Similarly, in the same manner, the end of the roller 32 is brought into pressure at the positions B3 to B6 which are spaced apart from the scribe lines S3 to S6 by about 1 mm on the respective end material region sides, and is pressed against the scribe lines S3 to S6.

Thereby, the substrate G1 can be broken along the scribe lines S1 to S6 with a lower load than before.

Next, similarly to the scribe lines S7 to S12 of the substrate G2, the roller 32 is pressed at a position B7 to B12 which is opposite to the panel and spaced apart from the scribe line by about 1 mm with a low load. Thereby, the end faces on both sides of the substrates G1 and G2 are formed.
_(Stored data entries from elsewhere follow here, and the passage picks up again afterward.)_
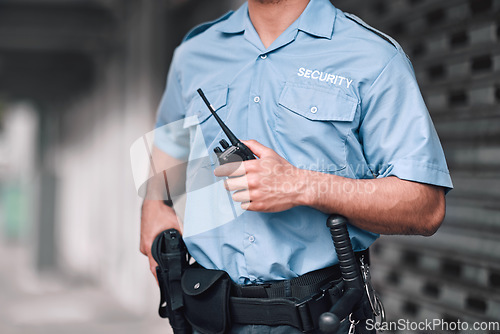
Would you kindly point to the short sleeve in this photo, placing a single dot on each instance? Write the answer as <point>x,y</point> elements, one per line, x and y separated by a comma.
<point>170,134</point>
<point>398,136</point>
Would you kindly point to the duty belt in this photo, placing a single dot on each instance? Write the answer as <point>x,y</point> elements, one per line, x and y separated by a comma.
<point>298,302</point>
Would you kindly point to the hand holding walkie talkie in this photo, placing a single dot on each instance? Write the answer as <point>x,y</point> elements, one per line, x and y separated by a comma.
<point>235,152</point>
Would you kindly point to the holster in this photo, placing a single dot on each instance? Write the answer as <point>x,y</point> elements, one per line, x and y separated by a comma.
<point>206,299</point>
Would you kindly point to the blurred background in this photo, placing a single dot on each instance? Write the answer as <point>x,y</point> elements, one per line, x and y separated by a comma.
<point>80,80</point>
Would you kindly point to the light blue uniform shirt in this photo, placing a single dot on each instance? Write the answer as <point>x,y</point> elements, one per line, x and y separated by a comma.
<point>329,95</point>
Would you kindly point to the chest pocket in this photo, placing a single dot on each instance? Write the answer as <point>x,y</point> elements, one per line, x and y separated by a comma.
<point>312,125</point>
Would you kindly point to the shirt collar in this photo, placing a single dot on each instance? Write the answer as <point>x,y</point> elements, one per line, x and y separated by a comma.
<point>236,23</point>
<point>318,19</point>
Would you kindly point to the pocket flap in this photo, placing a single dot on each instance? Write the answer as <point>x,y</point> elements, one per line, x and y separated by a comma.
<point>197,111</point>
<point>196,281</point>
<point>317,104</point>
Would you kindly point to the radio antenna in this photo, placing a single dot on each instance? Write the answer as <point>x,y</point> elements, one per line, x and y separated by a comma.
<point>232,138</point>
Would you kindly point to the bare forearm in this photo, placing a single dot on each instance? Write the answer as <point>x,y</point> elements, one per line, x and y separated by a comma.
<point>385,206</point>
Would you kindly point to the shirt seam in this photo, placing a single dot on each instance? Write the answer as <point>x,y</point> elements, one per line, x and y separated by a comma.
<point>423,164</point>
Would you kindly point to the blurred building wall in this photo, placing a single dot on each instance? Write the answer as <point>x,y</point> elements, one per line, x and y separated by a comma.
<point>454,47</point>
<point>93,73</point>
Since the breaking load applied at the time of disconnection can be made small in this way, the load applied to the end faces is suppressed, so that the end face strength is enhanced.

Further, since the vibration of the roller 32 is applied to a position spaced apart from the scribe line, that is, a position away from the panel side, the influence of the vibration is suppressed, so that the end surface strength is enhanced.
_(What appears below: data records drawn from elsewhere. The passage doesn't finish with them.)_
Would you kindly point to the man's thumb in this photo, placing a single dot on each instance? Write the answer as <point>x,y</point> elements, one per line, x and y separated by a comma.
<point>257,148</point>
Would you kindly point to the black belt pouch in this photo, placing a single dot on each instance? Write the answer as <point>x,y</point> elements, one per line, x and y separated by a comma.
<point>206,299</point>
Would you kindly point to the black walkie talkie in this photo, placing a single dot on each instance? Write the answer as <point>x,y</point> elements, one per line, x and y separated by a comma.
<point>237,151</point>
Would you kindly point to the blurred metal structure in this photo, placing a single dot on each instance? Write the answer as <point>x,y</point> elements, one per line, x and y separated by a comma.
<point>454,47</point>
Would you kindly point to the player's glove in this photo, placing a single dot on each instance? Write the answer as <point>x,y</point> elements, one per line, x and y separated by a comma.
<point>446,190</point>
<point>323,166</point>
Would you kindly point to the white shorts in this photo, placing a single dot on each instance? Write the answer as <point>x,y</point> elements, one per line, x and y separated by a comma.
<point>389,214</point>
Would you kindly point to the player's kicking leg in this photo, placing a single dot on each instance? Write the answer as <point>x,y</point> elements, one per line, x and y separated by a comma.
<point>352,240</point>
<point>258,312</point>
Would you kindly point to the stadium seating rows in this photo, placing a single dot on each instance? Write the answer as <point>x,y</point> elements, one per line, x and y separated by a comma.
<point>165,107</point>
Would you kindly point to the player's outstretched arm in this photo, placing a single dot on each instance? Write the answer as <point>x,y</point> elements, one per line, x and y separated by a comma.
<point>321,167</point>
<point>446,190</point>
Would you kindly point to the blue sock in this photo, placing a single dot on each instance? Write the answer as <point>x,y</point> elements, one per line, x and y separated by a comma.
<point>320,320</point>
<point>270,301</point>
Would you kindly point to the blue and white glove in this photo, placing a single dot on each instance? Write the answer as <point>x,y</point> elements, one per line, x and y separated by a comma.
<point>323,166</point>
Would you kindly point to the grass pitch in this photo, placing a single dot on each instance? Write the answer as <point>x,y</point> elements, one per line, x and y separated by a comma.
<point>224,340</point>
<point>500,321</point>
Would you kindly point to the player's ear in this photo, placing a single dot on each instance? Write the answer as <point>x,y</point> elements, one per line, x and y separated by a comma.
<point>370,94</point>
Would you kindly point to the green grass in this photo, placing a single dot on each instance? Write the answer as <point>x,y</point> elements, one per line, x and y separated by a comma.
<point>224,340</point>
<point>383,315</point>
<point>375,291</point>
Then, after the X direction is turned off, the Y direction is also similarly scribed and broken, thereby dividing into the panels P1 to P6.
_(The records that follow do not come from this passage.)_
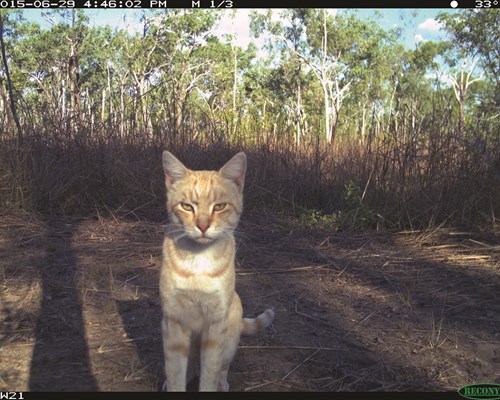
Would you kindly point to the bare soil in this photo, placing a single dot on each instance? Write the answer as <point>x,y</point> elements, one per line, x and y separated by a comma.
<point>373,311</point>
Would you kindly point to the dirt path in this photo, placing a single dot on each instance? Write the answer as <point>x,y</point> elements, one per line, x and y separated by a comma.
<point>79,308</point>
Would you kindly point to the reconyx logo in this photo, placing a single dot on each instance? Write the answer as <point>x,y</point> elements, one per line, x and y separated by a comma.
<point>480,391</point>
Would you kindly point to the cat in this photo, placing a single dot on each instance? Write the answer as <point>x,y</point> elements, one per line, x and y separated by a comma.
<point>202,314</point>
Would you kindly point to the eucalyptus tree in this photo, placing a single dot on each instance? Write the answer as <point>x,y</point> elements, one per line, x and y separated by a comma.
<point>476,39</point>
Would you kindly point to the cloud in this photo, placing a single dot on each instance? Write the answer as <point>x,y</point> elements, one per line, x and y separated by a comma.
<point>430,25</point>
<point>419,38</point>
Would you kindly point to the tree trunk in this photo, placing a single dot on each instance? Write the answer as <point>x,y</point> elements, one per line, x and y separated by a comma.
<point>9,81</point>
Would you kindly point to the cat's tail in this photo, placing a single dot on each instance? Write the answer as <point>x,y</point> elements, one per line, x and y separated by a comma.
<point>250,326</point>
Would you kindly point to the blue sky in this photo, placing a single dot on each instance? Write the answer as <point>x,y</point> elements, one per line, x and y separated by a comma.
<point>422,26</point>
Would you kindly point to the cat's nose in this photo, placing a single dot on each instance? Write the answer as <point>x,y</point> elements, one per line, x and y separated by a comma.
<point>203,227</point>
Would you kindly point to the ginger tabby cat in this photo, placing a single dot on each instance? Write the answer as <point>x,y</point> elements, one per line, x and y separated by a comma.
<point>202,313</point>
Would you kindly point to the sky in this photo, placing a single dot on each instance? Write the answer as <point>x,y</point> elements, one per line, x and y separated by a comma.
<point>416,28</point>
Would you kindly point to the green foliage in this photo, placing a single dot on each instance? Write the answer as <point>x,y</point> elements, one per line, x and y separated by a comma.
<point>175,83</point>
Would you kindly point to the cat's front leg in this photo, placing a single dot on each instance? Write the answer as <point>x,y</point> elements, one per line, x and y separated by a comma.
<point>212,345</point>
<point>176,340</point>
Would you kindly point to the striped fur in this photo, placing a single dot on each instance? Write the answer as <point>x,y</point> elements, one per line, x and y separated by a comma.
<point>202,313</point>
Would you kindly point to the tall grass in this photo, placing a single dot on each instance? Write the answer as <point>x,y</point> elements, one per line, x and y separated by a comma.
<point>384,182</point>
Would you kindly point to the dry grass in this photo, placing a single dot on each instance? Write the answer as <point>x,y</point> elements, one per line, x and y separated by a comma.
<point>355,311</point>
<point>384,183</point>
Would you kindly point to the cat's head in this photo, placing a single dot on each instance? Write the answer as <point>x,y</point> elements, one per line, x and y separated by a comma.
<point>204,205</point>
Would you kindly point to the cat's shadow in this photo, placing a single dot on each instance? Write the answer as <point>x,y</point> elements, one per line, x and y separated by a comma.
<point>142,322</point>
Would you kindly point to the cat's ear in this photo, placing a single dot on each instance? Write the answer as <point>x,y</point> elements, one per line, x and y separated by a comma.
<point>173,168</point>
<point>235,169</point>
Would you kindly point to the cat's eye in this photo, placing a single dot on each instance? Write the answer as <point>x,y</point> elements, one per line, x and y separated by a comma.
<point>219,207</point>
<point>187,207</point>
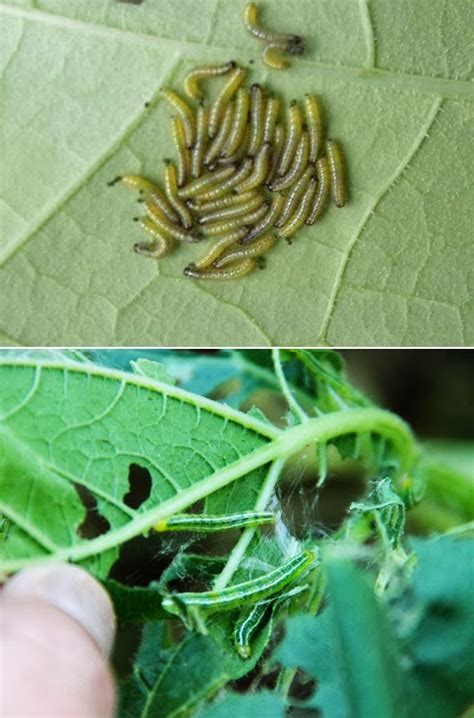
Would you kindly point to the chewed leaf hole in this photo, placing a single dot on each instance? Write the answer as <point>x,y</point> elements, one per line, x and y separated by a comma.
<point>139,480</point>
<point>94,523</point>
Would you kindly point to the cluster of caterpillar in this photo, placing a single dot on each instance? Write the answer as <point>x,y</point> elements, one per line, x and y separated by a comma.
<point>242,175</point>
<point>275,43</point>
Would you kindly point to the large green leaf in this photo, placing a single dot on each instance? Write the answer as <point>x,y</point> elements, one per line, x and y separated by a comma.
<point>390,268</point>
<point>71,432</point>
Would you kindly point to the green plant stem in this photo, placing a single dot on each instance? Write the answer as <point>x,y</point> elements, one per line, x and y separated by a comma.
<point>285,388</point>
<point>238,552</point>
<point>286,443</point>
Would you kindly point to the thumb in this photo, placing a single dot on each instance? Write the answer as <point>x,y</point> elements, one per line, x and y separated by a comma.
<point>56,631</point>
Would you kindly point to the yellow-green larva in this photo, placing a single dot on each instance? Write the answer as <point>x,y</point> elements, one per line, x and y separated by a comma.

In the above embodiment, the substrate to which the substrates G1 and G2 are bonded is described. However, the present invention is also applicable to the single-plate structure.

[Industrial availability]

The breaking method of the present invention can be used to break a substrate containing a brittle material such as glass along a scribe line.

10. . . Disconnect device

12. . . Workbench

13. . . Y-axis drive mechanism

14. . . Table rotation mechanism

twenty one. . . X stage

twenty two. . . X-axis drive mechanism

32. . . Roll

33. . . Z-axis drive mechanism

37. . . Load application cylinder

38. . . Vibration actuator

40. . . Roll head

43. . . axis

44. . . Slide rail

G. . . Substrate

S. . . Cross-line

Fig. 1 is a view showing the overall configuration of a breaking device for carrying out a breaking method according to an embodiment of the present invention.

Fig. 2 is a view showing the configuration of the X stage 21 of Fig. 1.

Figure 3 is a cross-sectional view of the roller head 40 of Figure 2.

4(a) and 4(b) are views showing the configuration of the roller portion of the breaking roller of Fig. 1.

5(a) and 5(b) are views showing one side of the glass substrate of the object to be separated.

6(a) and 6(b) are views showing a state in which the substrate of Fig. 5 is formed with a scribe line.

7(a) and 7(b) are views showing a state in which the substrate of Fig. 6 is scribed.

8(a) and 8(b) are views showing an example of a prior art method of dividing a glass substrate by a break roller.

Fig. 9 (a) and (b) are views showing an example of a prior art method of dividing a glass substrate by a break roller.

32. . . Roll

G1, G2. . . Substrate

S1~S12. . . Cross-line

Claims (4)

A method for breaking a substrate of a brittle material, characterized in that it comprises a step of forming a scribe line on a substrate of a brittle material, and a step of breaking off along the scribe line, and in the step of disconnecting, breaking The opening roller is rolled and crimped at a position separated from the scribe line on one side in the vicinity of the scribe line, thereby applying a load to the brittle material substrate placed on the table. The breaking method of the brittle material substrate according to claim 1, wherein the distance between the pressing surface of the breaking roller and the scribe line is 0.5 mm or more and 2 mm or less. A method of breaking a brittle material substrate according to claim 1 or 2, which uses a table containing an elastomer layer in the above-described breaking step. The method for breaking a brittle material substrate according to claim 1, wherein when the brittle material is formed with a product region on one side of the scribe line and an end material region is formed on one side of the other side of the scribe line, The open roll rolls on the side of the end material area.